Os receios em relação à Tarifa Zero vão além da capacidade financeira das cidades e da qualidade do serviço prestado. Thiago Mendes, vice-presidente do Sindmetro-PE, alerta que “a política de Tarifa Zero deve ser organizada com participação popular e gestão do estado. É preciso discutir o papel de cada ente e o controle social sobre o sistema.” A preocupação é que, sem planejamento adequado, considerando a opinião e fiscalização dos usuários, o aumento da demanda comprometa o conforto e falhe na transparência.
COMO SERIA O FINANCIAMENTO?
Como não foi desenhada a política e nem realizados ainda os estudos pelo Governo Federal, não há uma definição de quem vai pagar essa conta. Mas pesquisas anteriores e a experiência de outros países apontam alguns dos caminhos a serem percorridos. É importante lembrar que parte dos passageiros do sistema atual já não pagam as tarifas praticadas. Bernardo Braga afirma, a partir de dados de setembro de 2025, que 52% dos passageiros transportados nos ônibus da RMR contaram com gratuidade total ou parcial.

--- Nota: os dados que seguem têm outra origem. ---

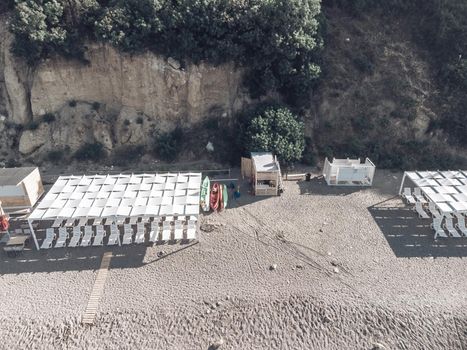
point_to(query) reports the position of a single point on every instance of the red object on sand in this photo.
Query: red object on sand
(4, 224)
(215, 196)
(221, 200)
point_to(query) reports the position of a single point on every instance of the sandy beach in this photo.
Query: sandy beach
(354, 269)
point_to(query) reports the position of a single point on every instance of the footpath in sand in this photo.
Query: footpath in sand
(355, 269)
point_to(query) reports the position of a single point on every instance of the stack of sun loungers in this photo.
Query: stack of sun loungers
(444, 224)
(153, 230)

Além disso, outros 32% foram beneficiados pelo vale-transporte, mecanismo em que a empresa custeia o deslocamento e o trabalhador contribui com até 6% do salário. “Assim, apenas 16% dos passageiros pagaram integralmente a tarifa. Nesse grupo estão os trabalhadores informais e as pessoas desempregadas ou em busca de emprego que, somadas àquelas que não utilizaram o transporte por restrições financeiras, poderiam receber atenção especial no custeio de seus deslocamentos”.

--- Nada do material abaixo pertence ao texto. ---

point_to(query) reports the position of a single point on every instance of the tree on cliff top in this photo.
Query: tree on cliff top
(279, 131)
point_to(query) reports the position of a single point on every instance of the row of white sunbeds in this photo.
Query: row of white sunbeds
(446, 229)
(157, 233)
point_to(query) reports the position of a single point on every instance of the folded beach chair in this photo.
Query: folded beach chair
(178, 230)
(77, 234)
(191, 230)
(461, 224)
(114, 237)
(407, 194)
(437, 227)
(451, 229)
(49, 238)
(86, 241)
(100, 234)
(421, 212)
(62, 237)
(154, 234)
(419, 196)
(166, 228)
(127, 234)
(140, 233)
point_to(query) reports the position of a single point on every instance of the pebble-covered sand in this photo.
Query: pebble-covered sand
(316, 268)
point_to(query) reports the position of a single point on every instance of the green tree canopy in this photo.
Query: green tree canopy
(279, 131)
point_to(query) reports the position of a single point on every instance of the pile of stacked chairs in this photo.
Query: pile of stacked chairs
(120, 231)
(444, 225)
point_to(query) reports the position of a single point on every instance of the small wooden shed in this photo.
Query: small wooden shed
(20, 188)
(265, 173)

Para Roberto Andrés, nas cidades grandes é essencial contar com uma fonte externa de financiamento. Ele aponta que “o modelo mais promissor colocado hoje é reformar a contribuição das empresas, porque é um gasto que já existe, então não é um imposto novo e também não disputa recursos do orçamento”.

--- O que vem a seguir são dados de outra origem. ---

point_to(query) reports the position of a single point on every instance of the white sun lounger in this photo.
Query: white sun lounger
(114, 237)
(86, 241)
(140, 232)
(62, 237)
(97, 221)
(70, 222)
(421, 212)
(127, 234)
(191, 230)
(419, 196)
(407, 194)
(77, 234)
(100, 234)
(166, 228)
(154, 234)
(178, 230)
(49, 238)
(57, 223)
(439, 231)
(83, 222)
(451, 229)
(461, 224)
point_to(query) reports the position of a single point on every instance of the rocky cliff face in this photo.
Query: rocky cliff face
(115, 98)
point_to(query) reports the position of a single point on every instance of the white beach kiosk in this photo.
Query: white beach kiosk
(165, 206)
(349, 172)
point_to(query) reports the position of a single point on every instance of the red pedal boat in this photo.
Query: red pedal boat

O urbanista conta que as empresas já pagam vale-transporte, mas considera que essa política é mal desenhada e mal distribuída, com arrecadação relativamente pequena perto do potencial. “Quando zera a tarifa, o vale-transporte também zera, e o município pode criar uma taxa que cobre todas as empresas para financiar o transporte. Isso permite triplicar a arrecadação sem aumentar o valor por empregado e com contribuição de todos os empregadores do município.” O especialista reforça que esse modelo aproveita recursos já existentes, tornando o financiamento mais justo e eficiente.
No levantamento feito pela NTU entre as 25 maiores cidades que adotaram a Tarifa Zero, a maioria (19) financia o sistema diretamente com recursos do orçamento municipal, enquanto outras criaram fundos específicos ou contam com receitas extratarifárias. Maricá, por exemplo, utiliza royalties do petróleo para manter o transporte gratuito, transformando uma fonte de externalidades negativas em benefício social. Outras cidades exploram alternativas criativas, como Vargem Grande (SP), que sustenta o sistema com taxas de empresas, multas de trânsito, exploração comercial de terminais e publicidade em abrigos, além de considerar a taxação de impactos do transporte individual motorizado.
O debate sobre a Tarifa Zero, que por muitos anos pareceu preso no sinal vermelho, agora ganha fôlego diante de uma conjuntura política mais favorável e de uma crise crescente no transporte público coletivo urbano. Analisar cuidadosamente as experiências já implementadas e construir coletivamente soluções de financiamento para um modelo mais eficiente do que o atual, de ônibus e metrôs, pode trazer alívio para os passageiros e gerar impactos significativos na atividade econômica das cidades que conseguirem implementá-lo.